Assessing the Tools
The team of reviewers who assessed each tool consisted of clinicians and scientists who have long established expertise in a wide variety of relevant research areas. Combining their knowledge of SCI with the data on the properties of the outcome tools, allowed us to generate the summaries for this chapter.
Countless numbers of books and manuscripts have been written classifying and discussing psychometric principles and standards for the selection or validation of clinical tools. It is not our intent to replicate this process, but instead refer the reader to a couple of key dispositions such as Streiner and Norman’s Health Measurement Scales (2003) and Portney and Watkin’s chapters (4, 5 and 6) on reliability and validity (2000). For an excellent overview that provides insightful tips for selecting tools directly related to rehabilitation, read Finch and colleagues Physical Rehabilitation Outcome Measures (1999).

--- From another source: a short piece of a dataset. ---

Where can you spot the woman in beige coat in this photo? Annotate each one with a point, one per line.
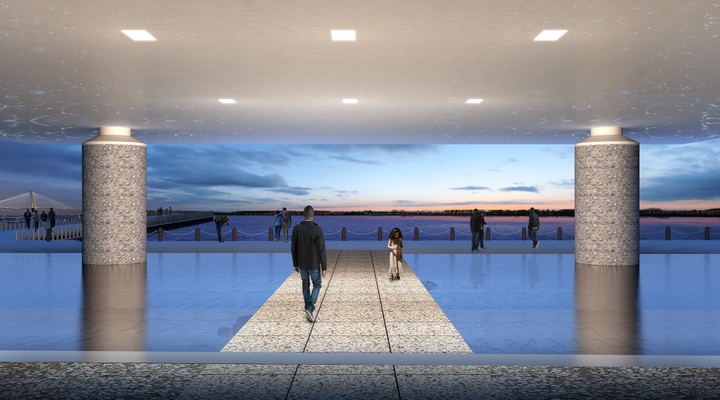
(396, 247)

Data was extracted from manuscripts reporting findings about the psychometric properties and several “pragmatic” factors for each of the various tools. In accordance with similar projects designed to review outcome measures (Salter et al. 2005) we relied heavily on the work by Fitzpatrick and colleagues (1998) for the methods and standards related to data extraction. Our evaluation criteria as well as the standard for quantifying the rating where possible are presented in Table 3. For an example of the data extraction forms used for the project see Appendix 1 on page 8.